Home > theory > Bimatrix games

Bimatrix games

This week in Israel is the Workshop on Innovations in Algorithmic Game Theory, which has been a collection of amazing talks and I thought of blogging about something new I learned here. First, Paul Goldberg gave an amazing talk about the Lemke-Howson algorithm and Homotopy Methods. Later, during the poster session Jugal Garg presented the impressive work on an exact algorithm for finding Nash equilibria in rank 1 bimatrix games. Both have in common the use of homotopy, which I found I quite cool idea – and has been present in Game Theory for a while, but I didn’t know about. They also have to do with improving the understanding we have on the Lemke-Howson Algorithm – a (potentially exponential time) algorithm to find Nash equilibrium in 2-person bi-matrix games, but that seems to work pretty well in practice. As always, I though that blogging about it would be a good idea in order to understand those concepts well.

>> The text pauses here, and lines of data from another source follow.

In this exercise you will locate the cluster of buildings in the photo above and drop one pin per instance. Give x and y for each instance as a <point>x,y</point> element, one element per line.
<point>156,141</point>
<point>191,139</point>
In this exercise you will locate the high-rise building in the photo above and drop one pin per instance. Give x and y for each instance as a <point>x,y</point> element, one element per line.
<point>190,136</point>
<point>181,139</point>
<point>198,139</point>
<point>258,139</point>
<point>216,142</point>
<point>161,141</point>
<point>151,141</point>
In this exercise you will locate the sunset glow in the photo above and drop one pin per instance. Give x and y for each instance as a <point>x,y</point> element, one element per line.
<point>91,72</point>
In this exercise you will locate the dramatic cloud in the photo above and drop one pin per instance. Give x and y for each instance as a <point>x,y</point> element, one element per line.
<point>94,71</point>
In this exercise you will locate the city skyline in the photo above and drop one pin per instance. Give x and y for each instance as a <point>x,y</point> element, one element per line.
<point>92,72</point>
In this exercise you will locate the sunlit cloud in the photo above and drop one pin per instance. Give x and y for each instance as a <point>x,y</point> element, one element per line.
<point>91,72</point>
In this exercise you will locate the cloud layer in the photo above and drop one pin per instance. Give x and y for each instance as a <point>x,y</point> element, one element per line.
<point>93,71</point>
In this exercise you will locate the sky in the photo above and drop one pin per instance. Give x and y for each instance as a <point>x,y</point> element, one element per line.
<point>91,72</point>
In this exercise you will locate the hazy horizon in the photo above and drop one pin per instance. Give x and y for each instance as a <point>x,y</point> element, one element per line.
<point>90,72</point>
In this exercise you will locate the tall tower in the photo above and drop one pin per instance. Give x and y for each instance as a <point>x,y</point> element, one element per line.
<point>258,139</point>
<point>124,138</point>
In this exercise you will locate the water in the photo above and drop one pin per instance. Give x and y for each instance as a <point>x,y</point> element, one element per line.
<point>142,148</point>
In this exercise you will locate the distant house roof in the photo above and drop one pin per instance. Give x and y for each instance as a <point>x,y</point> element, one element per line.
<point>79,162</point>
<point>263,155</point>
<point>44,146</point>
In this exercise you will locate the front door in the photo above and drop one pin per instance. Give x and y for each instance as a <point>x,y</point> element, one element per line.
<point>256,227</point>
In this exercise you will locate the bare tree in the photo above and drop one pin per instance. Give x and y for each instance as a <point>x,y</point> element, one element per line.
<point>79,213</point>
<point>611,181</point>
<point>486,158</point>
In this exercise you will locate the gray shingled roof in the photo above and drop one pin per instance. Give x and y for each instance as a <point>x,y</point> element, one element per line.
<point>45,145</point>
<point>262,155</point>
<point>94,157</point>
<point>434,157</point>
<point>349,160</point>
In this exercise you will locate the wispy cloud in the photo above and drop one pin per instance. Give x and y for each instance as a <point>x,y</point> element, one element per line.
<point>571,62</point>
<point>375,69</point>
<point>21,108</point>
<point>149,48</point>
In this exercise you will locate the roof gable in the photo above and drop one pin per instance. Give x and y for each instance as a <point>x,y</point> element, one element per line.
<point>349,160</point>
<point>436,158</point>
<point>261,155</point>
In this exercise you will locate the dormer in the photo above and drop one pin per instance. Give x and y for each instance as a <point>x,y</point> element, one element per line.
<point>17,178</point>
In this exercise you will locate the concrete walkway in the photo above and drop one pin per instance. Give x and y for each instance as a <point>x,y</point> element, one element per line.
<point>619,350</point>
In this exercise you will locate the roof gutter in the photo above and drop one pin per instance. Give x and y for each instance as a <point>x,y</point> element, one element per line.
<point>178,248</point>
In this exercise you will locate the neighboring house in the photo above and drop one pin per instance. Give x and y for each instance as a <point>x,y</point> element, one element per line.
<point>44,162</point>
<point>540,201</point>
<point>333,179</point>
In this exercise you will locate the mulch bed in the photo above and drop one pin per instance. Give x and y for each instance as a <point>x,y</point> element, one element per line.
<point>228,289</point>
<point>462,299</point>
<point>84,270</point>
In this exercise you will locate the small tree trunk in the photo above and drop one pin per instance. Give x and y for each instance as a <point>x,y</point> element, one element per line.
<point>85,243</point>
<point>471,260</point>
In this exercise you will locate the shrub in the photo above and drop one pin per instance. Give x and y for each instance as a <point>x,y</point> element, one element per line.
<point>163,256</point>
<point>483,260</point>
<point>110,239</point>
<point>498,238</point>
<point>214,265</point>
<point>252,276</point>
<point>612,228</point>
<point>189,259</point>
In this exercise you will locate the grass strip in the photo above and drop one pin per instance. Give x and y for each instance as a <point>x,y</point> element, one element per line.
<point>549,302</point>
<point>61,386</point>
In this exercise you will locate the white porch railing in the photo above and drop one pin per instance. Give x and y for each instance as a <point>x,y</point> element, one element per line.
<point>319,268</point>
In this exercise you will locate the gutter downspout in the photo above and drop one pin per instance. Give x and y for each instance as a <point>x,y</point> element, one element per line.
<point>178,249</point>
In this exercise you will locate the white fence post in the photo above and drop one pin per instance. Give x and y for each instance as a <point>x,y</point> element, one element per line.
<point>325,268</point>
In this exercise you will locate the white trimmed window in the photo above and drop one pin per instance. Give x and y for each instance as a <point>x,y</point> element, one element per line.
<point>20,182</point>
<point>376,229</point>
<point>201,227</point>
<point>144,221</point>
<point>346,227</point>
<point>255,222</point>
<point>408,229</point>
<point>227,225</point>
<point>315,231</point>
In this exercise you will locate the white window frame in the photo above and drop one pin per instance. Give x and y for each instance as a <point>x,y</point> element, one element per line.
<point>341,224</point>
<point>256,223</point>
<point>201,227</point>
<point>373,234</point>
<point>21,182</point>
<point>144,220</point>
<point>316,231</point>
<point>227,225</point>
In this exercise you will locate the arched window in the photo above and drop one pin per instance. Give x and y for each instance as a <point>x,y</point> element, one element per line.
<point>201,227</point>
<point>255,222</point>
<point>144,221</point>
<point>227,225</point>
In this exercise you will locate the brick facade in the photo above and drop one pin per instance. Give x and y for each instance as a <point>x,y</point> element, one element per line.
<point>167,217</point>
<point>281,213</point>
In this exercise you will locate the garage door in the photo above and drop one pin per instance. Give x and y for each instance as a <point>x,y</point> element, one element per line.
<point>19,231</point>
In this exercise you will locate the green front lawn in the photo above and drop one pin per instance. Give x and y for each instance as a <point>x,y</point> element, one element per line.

Bimatrix Game and How to compute equilibrium

Bimatrix game is the simplest class of games studied. Basically it is a 2 player game, with n strategies for player 1 and m strategies for player 2 which is represented by a pair of n \times m matrices (A,B). Let x \in \mathbb{R}_+^n, \Vert x \Vert_1 = 1 represent a probability distribution that player 1 assigns to his strategies and y \in \mathbb{R}_+^m, \Vert y \Vert_1 = 1 be the same for player 2. This way, the players experience utilities:

[; u_1 (x,y) = x^t A y,  u_2(x,y) = x^t B y;]

The best understood class of those games is the one where A+B = 0, called zero-sum games. For this class, computing a Nash equilibrium is very easy and it is given by the famous min-max theorem: player 1 finds x maximizing \min_j (x^t A e_j) where e_j is the j-th unit vector. Similarly player 2 finds y maximizing \min_i (e_i^t B y). Then the pair of strategies obtained is a Nash equilibrium – and this verifying that is not hard.

When A+B \neq 0, the problems gets a lot more complicated. Proving that equilibrium exist can be done using various fixed point theorems, as Brouwer or Kakutani. There is a very simple exponential time algorithm for finding it and the key observation is the following, if (x,y) is a Nash equilibrium then:

\forall i: x_i = 0 \text{ or } \forall i': e_i^t A y \geq e_{i'}^t A y

\forall j: y_j = 0 \text{ or } \forall j': x^t B e_j \geq x^t B e_{j'}

which means that each strategy for player i is either in the support or is a best response. Proving that is trivial (if some strategy is in the support and is not a best response, then reducing the probability we play it is an improving deviation). Therefore if we just guess the support of x and the support of y we just need to find some strategies with this support satisfying the inequalities above. This can be done using a simple LP. This is clearly not very efficient, since it involves solving 2^{n+m} LPs. A still exponential, but a lot more practical method, is:

Lemke-Howson Algorithm

A good overview of the L-H algorithm can be found in those lecture notes or in a more detailed version in third chapter of the AGT book (a pdf  can be found in Tim’s website). Here I’ll present a quick overview. The main idea is to define the best-response polytopes P and Q:

[; P = \{(x,v) \in \mathbb{R}^{n+1} \vert x_i \geq 0, x^t B e_j \leq v; \textbf{1}^t x = 1 \};]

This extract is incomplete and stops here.